Understanding the racialised nature of landownership in South Africa, and therefore making calls for land expropriation and redistribution, is not simply about altering economic patterns. It is also about political belonging. This is captured most aptly by du Toit (2018) who contends that:
that land, in much of this debate, is a proxy issue: a symbol for the underlying injustice of colonialism itself … Anger about the failure to redistribute commercial agricultural farming land to black South Africans is linked to a much broader sense of general economic marginalisation and political frustration … Ownership of the lion’s share of farmland by white farmers and large corporates is a political issue, not only because of what it means for rural livelihoods, but because it is a political shorthand for the perpetuation of white privilege as such … In this context, the demand for expropriation without compensation is not … in a policy debate … It is a political demand for recognition … It is a demand for the validation of the prior right of those who were here first … It is concerned, in a real sense, not with who the land should belong to but whose country this really is". Differently put, the land question "is about political belonging: about the value of our Constitution, about the nature of South Africa as a political community, and about the meaning of citizenship.(du Toit, 2018)

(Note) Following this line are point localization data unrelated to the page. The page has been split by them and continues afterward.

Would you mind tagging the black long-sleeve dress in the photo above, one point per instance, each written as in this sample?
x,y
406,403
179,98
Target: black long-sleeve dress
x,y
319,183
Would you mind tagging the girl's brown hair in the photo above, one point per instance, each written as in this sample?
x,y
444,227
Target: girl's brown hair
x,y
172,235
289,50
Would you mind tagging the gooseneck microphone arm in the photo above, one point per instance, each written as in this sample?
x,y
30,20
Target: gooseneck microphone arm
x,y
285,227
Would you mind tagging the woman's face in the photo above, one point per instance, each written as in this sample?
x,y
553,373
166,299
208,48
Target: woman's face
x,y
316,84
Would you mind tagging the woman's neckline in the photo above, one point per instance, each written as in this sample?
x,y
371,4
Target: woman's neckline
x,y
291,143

But the structural racism that Black people endure does not end only at an economic level or with land dispossession. Patterns of education also paint the same painful picture. Glaring traces of separate development that defined apartheid’s education policies are evident in higher education, where Black students continue to be thrust to the edge of the periphery. Speaking at the Commission of Inquiry into Higher Education and Training in 2017, former Statistician-General, Pali Lehohla made this poignant reflection: "If there are thirty-thousand or forty-thousand Whites coming into university, you would expect two-hundred thousand Blacks to enter university every year. But it’s only forty-seven thousand, and once they have entered that university, they actually head south." It was revealed in the same Commission that less than fifty thousand Black students each year successfully complete their bachelor’s degree at university.
The new dispensation, with all the many positive gains it has brought for the democratic project, is battling to resolve the pervasive structural crises that afflict South Africa – particularly racism, inter alia the exclusion of Black people that gives rise to feelings and experiences of not belonging. Maserumule (a) makes a poignant conclusion when, in his reflections on the Man dela Centenary, he argues that "poverty and inequality continue to stratify South Africa along racial lines". The profundity in this argument lies in the deliberate use of the term "stratify", which implies a systematic arrangement of different racial groups, where one exists parallel to the other. This kind of arrangement is inherently hierarchical, and the evidence shows that in this hierarchy, Black people are scrapping at the bottom of the barrel.
Stratification also implies that there is no cohesion. And indeed, racial cohesion is a myth in a South Africa where some are more equal than others. But more than just express itself in inequality, lack of racial cohesion also expresses itself in othering, in defining some as legitimate citizens of our country and others, as mere subjects, not too dissimilar to how the denaturalisation laws of apartheid rendered Black people as mere subjects even in "independent" Bantustans.